So I'm apparently in the minority: I unabashedly love this, but I've read the 'Road to Task Force Z' story in Detective comics - and I will reread those issues eventually, but I had to travel and didn't want to carry them for a small portion of the comics.
TFZ wasn't what I expected: Road to TFZ was funny in a completely different way, but I also wanted to see if Rosenberg really had a grip on Red Hood: Jason Todd is my favorite Robin and while I still probably would have read this - and yes, subscribed - if it was even fair writing of him, I wanted it to be good.
Rosenberg delivers. Jason walks a fine line: he wants to be better than he was, but also recognizes the things he's done that... are not so great. Like all the murder. So of course, Crispin, the disembodied voice that is Jason's connection to the murky higher-ups at TFZ uses that against him. Jason, he declares, is just as much of a monster as the rest of Task Force Z, but sees himself as a hero. (I disagree: Bane, for example, killed for power, while Jason was truly trying to protect innocent people. Anti heroes aren't villains, although one can argue they're not as pure as Batman, say, who doesn't resort to the violence anti heroes are prone to. Crispin conflates the two as just as bad, which I think isn't as nuanced as it should be - but here we are.)
He also doesn't want to lead a team of supervillains who are now undead, although Crispin is irked by the term 'zombies.' (They're dead, brought back, and eat people: they're zombies even if the TFZ policy is not to call them zombies.).

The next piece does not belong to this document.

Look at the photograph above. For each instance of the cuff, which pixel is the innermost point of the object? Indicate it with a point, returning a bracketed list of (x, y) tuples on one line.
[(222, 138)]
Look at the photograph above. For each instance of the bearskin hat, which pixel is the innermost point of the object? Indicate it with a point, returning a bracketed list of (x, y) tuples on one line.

Jason was led to believe he'd lead a team, but he hasn't been told about this. He sees TFZ as uncontrollable - and expendable - and doesn't think this will work.

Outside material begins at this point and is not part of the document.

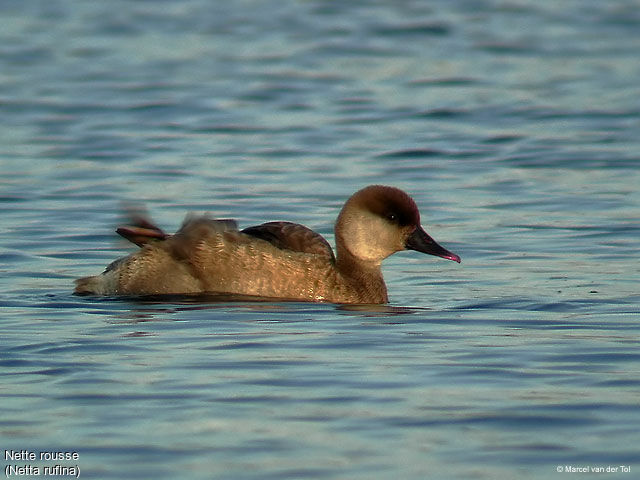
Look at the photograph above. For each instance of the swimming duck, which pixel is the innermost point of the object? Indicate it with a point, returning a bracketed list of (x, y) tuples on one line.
[(279, 260)]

Still, he has no choice: captured by the police, traded - for what, we're not sure yet - so Crispin and unnamed others can use him, Jason has no choice. He's unnerved the more he learns: a normal seeming, self-declared lady is in the containment wing, and he's sure she'll be killed. This decision taps into Jason's protectiveness, and women and children are his big 'weakness': he will protect them at any cost, unless, of course, they're what he considers evil (legitimate super villains, mobsters who order/carry out hits, etc.). He gets exposed to the Lazarus resin that revives these villains - and has to take a decontamination shower because they don't know what it will do to living people. (Or living people who were revived after death, but not zombies in this case, I guess.) There's a lot he hasn't been told, or that has been obscured: sure, he was told the resin was safe, but not 'relatively safe' in that they know what it does to dead people, and not much more. There's reasons to be suspicious, and bitterly regret being dragged into this.

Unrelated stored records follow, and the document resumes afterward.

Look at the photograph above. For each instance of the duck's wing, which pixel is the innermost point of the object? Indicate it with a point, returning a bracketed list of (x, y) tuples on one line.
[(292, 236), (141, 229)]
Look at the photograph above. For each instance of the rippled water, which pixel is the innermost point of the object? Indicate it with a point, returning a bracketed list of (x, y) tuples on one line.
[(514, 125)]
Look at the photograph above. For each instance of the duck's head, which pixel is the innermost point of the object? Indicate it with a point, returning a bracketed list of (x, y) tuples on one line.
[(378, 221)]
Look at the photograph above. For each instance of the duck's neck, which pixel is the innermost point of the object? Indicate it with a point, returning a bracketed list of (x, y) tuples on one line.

I hope he finds out what's happening soon.
Anyway, great writing, some really funny lines, some serious scenes that give us a peek into the tensions between the team, between Jason and Crispin, the doctor might be cloned, I guess? The art is just beautiful.
Love, love, love. Just glancing at the reviews, I see my opinion isn't the popular one, but so far this has been five stars for me all the way: I'm truly enjoying this title.